畑でトウモロコシを収穫する農民たち。2023年9月下旬、平安北道朔州郡を中国側で撮影(アジアプレス)。

◆19年頃から政権は高利貸しを厳しく非難

金正恩政権は2019年頃から、非社会主義行為との闘争の一環として、農村における高利貸しの取り締まりを強力に行ってた。取材協力者たちから度々報告が寄せられたが、代表的な事例を整理して紹介したい。

(1)2020年12月、当局が咸鏡北道の農村に取り締まり班を派遣し、高利貸し行為を行った農場の幹部を処罰し、高利貸しで得た食糧と現金をすべて没収するなど、強い統制を行った。

同時に金政権は、食糧や金を借りた者に対し、高利貸し行為を申告すれば返済しなくてよいと発表した。実際に返済を免除された農民が相当数いたという。しかし、この措置は後に別の問題を引き起こした。困窮農民に食糧や金を貸す人がほとんどいなくなり、「ポリコゲ」を凌げなくなったケースが続出したというのである。
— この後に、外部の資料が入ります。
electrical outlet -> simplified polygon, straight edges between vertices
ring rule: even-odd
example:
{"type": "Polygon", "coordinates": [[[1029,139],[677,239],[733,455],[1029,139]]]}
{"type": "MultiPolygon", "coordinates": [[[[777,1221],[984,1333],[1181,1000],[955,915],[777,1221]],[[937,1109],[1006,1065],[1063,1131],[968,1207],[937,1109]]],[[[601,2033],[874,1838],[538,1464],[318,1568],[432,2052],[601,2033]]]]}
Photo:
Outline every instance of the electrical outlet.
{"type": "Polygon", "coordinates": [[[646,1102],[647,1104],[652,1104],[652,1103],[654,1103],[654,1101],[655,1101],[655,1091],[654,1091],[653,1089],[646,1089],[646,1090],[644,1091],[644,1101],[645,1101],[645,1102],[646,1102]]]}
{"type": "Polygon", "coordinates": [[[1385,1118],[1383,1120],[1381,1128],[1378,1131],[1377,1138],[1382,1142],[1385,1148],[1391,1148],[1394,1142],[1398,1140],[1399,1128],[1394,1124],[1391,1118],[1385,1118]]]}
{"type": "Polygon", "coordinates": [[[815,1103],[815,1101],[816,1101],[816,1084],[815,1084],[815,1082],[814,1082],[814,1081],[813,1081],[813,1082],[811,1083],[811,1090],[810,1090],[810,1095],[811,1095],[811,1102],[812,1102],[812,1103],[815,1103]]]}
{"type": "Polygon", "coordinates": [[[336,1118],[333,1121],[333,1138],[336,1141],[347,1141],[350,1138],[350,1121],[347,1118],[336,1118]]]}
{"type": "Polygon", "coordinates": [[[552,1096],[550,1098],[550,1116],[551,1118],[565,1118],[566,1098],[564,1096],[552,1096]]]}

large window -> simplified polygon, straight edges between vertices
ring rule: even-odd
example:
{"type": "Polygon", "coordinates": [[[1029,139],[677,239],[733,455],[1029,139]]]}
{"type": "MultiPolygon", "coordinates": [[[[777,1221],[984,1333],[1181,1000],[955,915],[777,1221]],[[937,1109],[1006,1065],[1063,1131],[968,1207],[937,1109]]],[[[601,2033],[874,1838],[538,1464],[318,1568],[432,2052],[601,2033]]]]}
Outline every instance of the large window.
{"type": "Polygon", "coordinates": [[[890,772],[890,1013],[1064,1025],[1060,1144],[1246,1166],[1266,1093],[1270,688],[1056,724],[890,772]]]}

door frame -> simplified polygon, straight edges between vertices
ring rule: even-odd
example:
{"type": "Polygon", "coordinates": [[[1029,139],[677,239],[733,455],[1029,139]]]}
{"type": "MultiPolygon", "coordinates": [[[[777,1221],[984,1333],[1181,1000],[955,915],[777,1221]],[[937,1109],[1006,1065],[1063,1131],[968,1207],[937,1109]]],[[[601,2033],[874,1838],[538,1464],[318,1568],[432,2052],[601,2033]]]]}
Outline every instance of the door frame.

(2)2021年4月、両江道(リャンガンド)から次のような報告があった。

「資本主義の残滓を掃討するとして、高利貸しをする者を地主や富農のような搾取者として扱い、健全な社会主義の生活様式を食い物にする行為であるから闘争せよと強調している」

国が困窮に十分に手を差し伸べることもせず、法外とはいえ、信用で食糧や金を借りて生き抜く方法さえ遮断してしまったので、困難な人はさらに困難になったというのが協力者の説明だった。

◆国による高利貸しは制度化するか?

この国による「高利貸し」が、制度として各地で実施されているのかについては、6月初旬時点で確認できなかった。もし制度化される場合、金正恩政権にとって得るものは少なくないように思われる。

第一に、個人による不法高利貸しの活動を抑制し、政権が警戒する「非社会主義現象」を減らすことができる。第二に、「絶糧世帯」を一程度救済し、餓死者が発生するような事態を防ぐことができる。第三に、国に利子収入をもたらす可能性がある。

制度化するために肝心なのは、国が十分に食糧を確保できているかどうかだ。また、事実上、国家が人民から高い利子を取る政策が、社会主義原則からの後退と映る懸念もある。今後の動向が注目される。

※アジアプレスは中国の携帯電話を北朝鮮に搬入して連絡を取っている。